Entrate e Abi: requisiti da valutare bene per non essere corresponsabili delle possibili frodi

Caos Superbonus 110%. Le banche in allarme

Mentre imprese edili e privati cittadini cercano di rispettare le strette maglie per ottenere il Superbonus 110% - regole che avranno impatto su tempistica e complessità delle pratiche di cessione dei crediti - è l'Agenzia delle entrate a complicare ancora il quadro. Con una lunga circolare, datata 23 giugno, l'Agenzia delle Entrate chiede infatti alle banche la massima attenzione (in gergo tecnico una massima «diligenza») nel verificare i requisiti della cessione dei crediti, per evitare di figurare come possibili responsabili in solido degli eventuali illeciti ai danni del fisco. Una mossa che potrebbe apparire come l'ennesima stretta e che, secondo alcuni osservatori, potrebbe avere un impatto sulla tempistica e la complessità delle pratiche, a tutto svantaggio delle imprese e delle stesse banche.

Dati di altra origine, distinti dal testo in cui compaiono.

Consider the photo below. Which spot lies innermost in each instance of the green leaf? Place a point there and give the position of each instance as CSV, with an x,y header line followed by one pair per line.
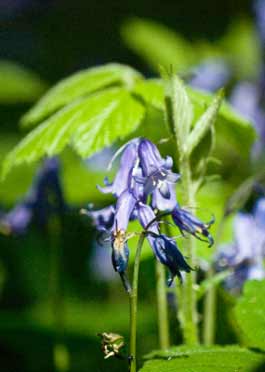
x,y
204,359
250,311
207,284
88,125
158,45
234,135
18,84
241,195
203,125
79,85
181,107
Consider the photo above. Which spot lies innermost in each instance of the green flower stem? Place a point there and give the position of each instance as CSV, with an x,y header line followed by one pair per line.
x,y
60,352
188,315
209,312
133,295
162,309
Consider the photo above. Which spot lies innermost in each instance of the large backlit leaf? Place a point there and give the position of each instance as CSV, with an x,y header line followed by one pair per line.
x,y
79,85
250,311
205,359
18,84
88,125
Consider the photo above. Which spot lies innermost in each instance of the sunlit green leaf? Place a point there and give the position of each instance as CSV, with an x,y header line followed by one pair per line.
x,y
204,359
88,125
250,311
18,84
79,85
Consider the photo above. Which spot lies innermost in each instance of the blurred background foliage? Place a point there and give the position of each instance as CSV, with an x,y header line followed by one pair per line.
x,y
46,41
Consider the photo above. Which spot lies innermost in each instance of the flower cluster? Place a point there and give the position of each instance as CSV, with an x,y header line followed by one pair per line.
x,y
43,199
246,254
144,187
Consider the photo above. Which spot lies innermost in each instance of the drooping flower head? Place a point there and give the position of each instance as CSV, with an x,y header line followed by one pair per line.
x,y
144,187
246,254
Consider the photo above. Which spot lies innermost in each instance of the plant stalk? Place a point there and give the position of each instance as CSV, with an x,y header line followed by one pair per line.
x,y
162,308
209,311
188,312
133,296
60,352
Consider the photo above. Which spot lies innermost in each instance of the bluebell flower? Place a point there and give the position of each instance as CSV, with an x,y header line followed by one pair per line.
x,y
165,249
44,199
103,218
211,75
120,252
123,177
246,254
144,187
191,224
157,175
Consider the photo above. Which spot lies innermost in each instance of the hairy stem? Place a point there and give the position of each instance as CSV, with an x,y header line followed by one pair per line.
x,y
209,311
162,309
133,295
188,311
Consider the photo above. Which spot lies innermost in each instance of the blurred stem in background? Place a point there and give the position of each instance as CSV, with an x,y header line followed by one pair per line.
x,y
162,307
209,311
179,124
133,296
189,318
60,352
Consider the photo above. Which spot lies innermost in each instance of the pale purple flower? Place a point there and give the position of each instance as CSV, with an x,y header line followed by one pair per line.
x,y
259,9
164,248
144,187
189,223
246,254
44,199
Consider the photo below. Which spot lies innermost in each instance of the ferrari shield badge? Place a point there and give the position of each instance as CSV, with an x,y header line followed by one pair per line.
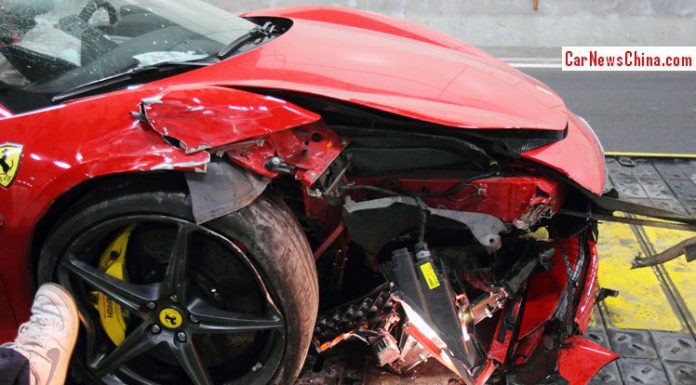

Il problema, come evidenziato di recente dalla Guardia di Finanza, è che le frodi sui bonus casa sono arrivate a 5,6 miliardi: una somma monstre con cui si potrebbe per esempio dare un forte taglio al cuneo fiscale o sterilizzare gli oneri delle bollette per quasi due trimestri. E si parla solo delle truffe accertate.

È lo stesso ministro dell'Economia, Daniele Franco, a chiedere attenzione «nel tracciare i pagamenti connessi con la cessione di crediti fiscali per l'attività edilizia, dove sono emersi fenomeni illeciti molto importanti. Qui - prosegue Franco - è cruciale il recupero dei crediti illecitamente monetizzati e sarà importate il contributo che l'Uif (Financial Unit italiana) darà alla cabina di regia creata da Mef e Guardia di Finanza». Impegno primario che arriva appunto dall'Abi che sottolinea come «con riferimento ai profili di responsabilità in tema di utilizzo dei crediti, i fornitori e i soggetti cessionari rispondono solo per l'eventuale utilizzo del credito d'imposta in modo irregolare o in misura maggiore rispetto al credito d'imposta ricevuto, salvo che non ricorra il cosiddetto concorso nella violazione» ossia «valutando il grado di diligenza effettivamente esercitato che, nel caso delle banche, deve essere particolarmente elevato e qualificato».

Al contempo si fa strada anche un'altra preoccupazione sull'evasione fiscale. «Su questo fronte si può e si deve fare di più per ridurre la pressione fiscale, oggi attestata al 41%, un dato oggettivamente elevato». Ha sottolineato il procuratore generale della Corte dei conti, Angelo Canale, citando, nella requisitoria di giudizio sul Rendiconto generale dello Stato 2021, «le classiche e diffuse» frodi carosello in tema Iva e quelle collegate al Superbonus. Gli fa eco il presidente di coordinamento sezioni riunite di controllo della Corte dei conti, Enrico Flaccadoro: «Le spese fiscali - ha detto - costituiscono una distorsione del prelievo, configurando in molti casi benefici non giustificati per gruppi specifici di soggetti e comportano una perdita di gettito rilevante. Alcuni punti di Pil sul piano dell'economia reale e meno sul bilancio pubblico».

Molto diversa la posizione del Codacons che ha presentato un esposto a 104 procure, Abi, Bankitalia e alla presidenza del Consiglio sul blocco del Superbonus. «Le banche più importanti, figurarsi le piccole, avrebbero esaurito i plafond e starebbero comunicando ai clienti di non poter più sottoscrivere nuovi contratti di cessione dei bonus.

Il rischio maggiore - scrive il Codacons - è che le imprese edili non riescano più a cedere i crediti fiscali acquisiti, soprattutto per lavori di una certa entità». Conti alla mano, riporta l'associazione, ben 33mila imprese rischiano di fallire e più di 150mila lavoratori potrebbero perdere il lavoro.